Une fois l’animal choisi, il vous faudra remplir un formulaire détaillant, entre autres, vos motivations et vos conditions de vie. Si votre candidature est retenue, vous passerez ensuite un entretien téléphonique puis un rendez-vous sera fixé pour venir chercher l’animal, contre un chèque de caution de 150 euros.

Seuls les refuges affiliés à la SPA sont concernés ?

Non, tous les refuges qui le souhaitent proposent d’adopter des animaux. Outre la soixantaine de refuges de la SPA nationale, il existe en France plus de 400 refuges indépendants qui recueillent des animaux abandonnés. Mais quel que soit le refuge, il est inutile de vous déplacer. Contactez l’établissement au préalable pour connaître les modalités d’adoption.

Certains refuges ont choisi de continuer à ne pas proposer d’adoptions. Ils préfèrent respecter le confinement, pour la sécurité des salariés.

L’adoption est-elle définitive ?

Oui, il ne s’agit pas d’aider temporairement à désengorger certains refuges en devenant famille d’accueil uniquement le temps du confinement. Un animal est un être vivant et sensible, que l’on accueille de manière responsable et réfléchie POUR LA VIE ! Le risque est  d’assister dans quelques semaines, ou dans quelques mois, à une vague d’abandons qui feraient à nouveau subir un véritable traumatisme à ces animaux. C’est donc une grande responsabilité, qui vous engage à répondre à tous les besoins de l’animal, et pas juste un moyen de se distraire ou un prétexte pour pouvoir sortir. Selon les refuges, il pourra vous être demandé de revenir à l’issue du confinement pour régulariser votre adoption et vous acquitter des frais demandés.

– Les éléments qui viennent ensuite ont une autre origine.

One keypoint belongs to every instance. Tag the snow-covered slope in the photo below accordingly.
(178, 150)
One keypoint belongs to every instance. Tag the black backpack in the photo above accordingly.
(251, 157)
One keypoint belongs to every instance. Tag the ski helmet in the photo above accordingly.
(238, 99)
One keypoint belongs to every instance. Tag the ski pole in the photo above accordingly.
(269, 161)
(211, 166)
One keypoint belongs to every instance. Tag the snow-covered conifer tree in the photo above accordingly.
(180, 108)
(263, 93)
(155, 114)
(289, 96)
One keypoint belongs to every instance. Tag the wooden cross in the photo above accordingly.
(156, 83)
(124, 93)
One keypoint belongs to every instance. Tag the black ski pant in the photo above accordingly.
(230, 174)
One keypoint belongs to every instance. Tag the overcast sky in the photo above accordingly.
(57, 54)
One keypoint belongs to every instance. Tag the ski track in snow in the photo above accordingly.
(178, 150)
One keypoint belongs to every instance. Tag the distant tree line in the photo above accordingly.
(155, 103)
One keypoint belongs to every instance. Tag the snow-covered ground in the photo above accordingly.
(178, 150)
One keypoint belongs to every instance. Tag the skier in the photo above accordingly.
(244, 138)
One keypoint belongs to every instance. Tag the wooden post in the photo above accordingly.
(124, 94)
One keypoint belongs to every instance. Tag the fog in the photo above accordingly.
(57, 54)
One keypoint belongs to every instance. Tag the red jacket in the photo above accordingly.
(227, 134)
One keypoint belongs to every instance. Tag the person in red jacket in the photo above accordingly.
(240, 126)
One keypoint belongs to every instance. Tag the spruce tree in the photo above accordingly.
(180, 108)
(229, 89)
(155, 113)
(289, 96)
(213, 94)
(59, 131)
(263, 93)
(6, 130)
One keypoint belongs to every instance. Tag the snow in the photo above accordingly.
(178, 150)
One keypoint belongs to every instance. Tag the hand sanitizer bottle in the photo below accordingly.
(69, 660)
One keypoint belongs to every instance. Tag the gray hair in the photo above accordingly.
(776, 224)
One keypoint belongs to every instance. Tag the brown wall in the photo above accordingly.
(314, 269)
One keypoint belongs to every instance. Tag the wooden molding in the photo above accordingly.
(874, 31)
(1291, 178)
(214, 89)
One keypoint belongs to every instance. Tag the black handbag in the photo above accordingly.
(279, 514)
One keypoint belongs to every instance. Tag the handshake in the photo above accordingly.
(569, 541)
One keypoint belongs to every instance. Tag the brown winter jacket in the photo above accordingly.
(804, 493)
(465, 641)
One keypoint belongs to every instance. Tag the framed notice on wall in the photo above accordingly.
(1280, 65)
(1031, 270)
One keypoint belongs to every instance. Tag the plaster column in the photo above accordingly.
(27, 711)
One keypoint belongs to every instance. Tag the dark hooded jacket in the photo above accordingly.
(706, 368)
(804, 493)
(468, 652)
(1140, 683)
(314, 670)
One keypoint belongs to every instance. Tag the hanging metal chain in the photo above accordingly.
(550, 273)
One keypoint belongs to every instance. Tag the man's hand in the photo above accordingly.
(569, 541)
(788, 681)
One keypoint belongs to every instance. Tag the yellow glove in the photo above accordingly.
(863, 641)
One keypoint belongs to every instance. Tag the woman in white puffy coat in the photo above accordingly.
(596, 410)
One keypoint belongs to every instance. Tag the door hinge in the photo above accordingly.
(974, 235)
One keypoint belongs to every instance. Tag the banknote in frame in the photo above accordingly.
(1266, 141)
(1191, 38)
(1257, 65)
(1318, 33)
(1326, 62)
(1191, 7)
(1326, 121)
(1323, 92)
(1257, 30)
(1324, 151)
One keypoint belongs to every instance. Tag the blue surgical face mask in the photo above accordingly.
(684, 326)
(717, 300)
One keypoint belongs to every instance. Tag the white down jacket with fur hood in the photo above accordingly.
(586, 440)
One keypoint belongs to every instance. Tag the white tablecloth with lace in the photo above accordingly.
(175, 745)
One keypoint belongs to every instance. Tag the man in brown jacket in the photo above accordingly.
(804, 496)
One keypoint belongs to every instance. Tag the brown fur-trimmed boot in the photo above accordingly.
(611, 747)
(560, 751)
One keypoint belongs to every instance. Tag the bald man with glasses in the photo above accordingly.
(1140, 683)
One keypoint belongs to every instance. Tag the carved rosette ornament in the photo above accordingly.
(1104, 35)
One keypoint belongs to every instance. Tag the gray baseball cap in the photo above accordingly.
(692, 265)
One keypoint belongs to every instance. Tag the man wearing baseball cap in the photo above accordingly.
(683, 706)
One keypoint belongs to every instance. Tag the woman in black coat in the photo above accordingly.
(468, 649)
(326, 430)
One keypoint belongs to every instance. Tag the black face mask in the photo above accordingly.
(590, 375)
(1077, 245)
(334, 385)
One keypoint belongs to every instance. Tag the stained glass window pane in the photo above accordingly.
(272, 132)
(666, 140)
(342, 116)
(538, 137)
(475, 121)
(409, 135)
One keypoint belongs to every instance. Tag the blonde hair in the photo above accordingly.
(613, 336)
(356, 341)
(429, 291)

Je dois cocher quelle case sur mon attestation de déplacement ?

Comme tout déplacement durant cette période de confinement, vous devrez vous munir d’une attestation de déplacement dérogatoire. Sur cette dernière, vous devez ensuite cocher la case « pour motif familial impérieux ».

Peut-on aller chercher son animal en famille ?

Non, une seule personne est autorisée à se déplacer pour ce motif. Il n’est donc pas question d’emmener ses enfants lors de la venue au refuge.

Sans adoption, les animaux des refuges vont-ils être euthanasiés ?

Officiellement, la plupart des refuges pour animaux ne pratiquent pas l’euthanasie dite « de convenance ». En revanche, ces établissements recueillent des animaux récupérés par les fourrières. Et si les refuges n’ont plus la capacité de recueillir les animaux que leur dépose la fourrière, c’est effectivement une possibilité. Selon l’article L. 211-25 du Code rural, tout animal n’ayant pas été récupéré en fourrière au bout de huit jours ouvrés devient propriété du gestionnaire de la fourrière. Si celui-ci ne parvient pas à le confier à une association de protection animale, il est alors en droit de l’euthanasier.